At most, we might estimate <1/80 chance of finding a SARS CoV with an FCS because we’ve collected 80 SARS CoV genomes and none of them had an FCS. However, there’s actually a bit more information in the evolutionary tree that we need to incorporate. If we have 80 viruses, but 79 of them are close relatives that all differ by 1 mutation acquired in 1 superspreader event 1 day ago, we wouldn’t treat these 79 viruses as independent. Rather, we’d say that these 79 viruses diverged 1 day ago and, together, looking at all the viruses, we’ve only seen 79 days of evolution in this clade, 1 day for each virus since they diverged from their common ancestor. Then, we’d look at the 80th virus - if it diverged from this cluster of 79 viruses 1 year ago, then we’d say we’ve only seen an additional 2 years of evolution (1 year on the 80th virus, the other 1 year of evolution leading to the cluster of 79 viruses). The evolutionary tree is the scaffold on which we make our inferences about how often weird mutations happen, and it provides a more accurate way to estimate the odds of evolution producing an FCS. Rather than count the tips of the evolutionary tree for an estimate of the probability of an FCS in a SARS CoV, we should sum the branch length to estimate the rate at which FCS’s evolve per year of evolution.

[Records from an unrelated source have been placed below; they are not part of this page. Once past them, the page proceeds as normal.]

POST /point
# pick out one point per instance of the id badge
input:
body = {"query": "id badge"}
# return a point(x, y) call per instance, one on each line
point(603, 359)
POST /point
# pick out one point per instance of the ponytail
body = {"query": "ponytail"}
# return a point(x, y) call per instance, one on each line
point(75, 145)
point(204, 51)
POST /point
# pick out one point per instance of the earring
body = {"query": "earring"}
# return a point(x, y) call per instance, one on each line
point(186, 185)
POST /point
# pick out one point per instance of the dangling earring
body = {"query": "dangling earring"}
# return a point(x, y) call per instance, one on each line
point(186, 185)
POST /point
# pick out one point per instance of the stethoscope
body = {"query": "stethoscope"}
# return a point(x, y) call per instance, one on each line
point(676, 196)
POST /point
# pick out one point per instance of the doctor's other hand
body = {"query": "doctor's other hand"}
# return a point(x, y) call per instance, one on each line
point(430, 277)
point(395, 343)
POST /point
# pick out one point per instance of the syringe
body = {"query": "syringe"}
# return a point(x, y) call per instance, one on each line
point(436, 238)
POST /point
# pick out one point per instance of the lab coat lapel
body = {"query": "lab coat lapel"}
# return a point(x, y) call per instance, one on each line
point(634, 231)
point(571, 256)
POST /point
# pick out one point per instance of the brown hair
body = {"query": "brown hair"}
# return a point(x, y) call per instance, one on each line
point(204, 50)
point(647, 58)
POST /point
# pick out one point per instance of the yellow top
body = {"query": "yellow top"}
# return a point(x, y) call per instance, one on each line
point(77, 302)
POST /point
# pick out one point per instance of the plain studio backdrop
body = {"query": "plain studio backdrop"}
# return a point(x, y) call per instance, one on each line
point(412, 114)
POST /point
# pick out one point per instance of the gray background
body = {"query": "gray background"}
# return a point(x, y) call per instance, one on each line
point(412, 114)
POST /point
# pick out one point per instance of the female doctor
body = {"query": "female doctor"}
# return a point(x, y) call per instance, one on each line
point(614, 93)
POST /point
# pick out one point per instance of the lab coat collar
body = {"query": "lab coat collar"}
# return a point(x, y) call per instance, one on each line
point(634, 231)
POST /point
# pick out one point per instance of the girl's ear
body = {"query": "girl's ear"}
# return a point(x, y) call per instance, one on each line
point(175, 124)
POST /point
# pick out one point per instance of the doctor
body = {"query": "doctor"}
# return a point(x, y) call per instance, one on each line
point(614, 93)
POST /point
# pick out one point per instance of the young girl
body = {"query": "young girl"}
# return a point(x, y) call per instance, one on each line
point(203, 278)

If we sum the branch length of the SARS-CoV evolutionary tree, it spans over 1,000 years of evolutionary time. If we were sitting in my desk in Montana back in 2018, doing what I was doing then, forecasting spillover, I would use these evolutionary analyses to say the odds of seeing an FCS on any given year are less than 1 in 1,000. This is the conventional, state-of-the-art empirical approach for estimating the rates of evolutionary events, especially evolutionary events that aren’t totally outlandish, unprecedented possibilities, like the odds a virus evolves to become an elephant or a primate lineage evolves wings in a few generations. After all, we’ve seen FCS’s occur in other very distantly related CoVs (like seeing wings in bats but not in primates) but those insertions were not common and many FCS’s evolved by single mutations, not 12 nucleotide insertions.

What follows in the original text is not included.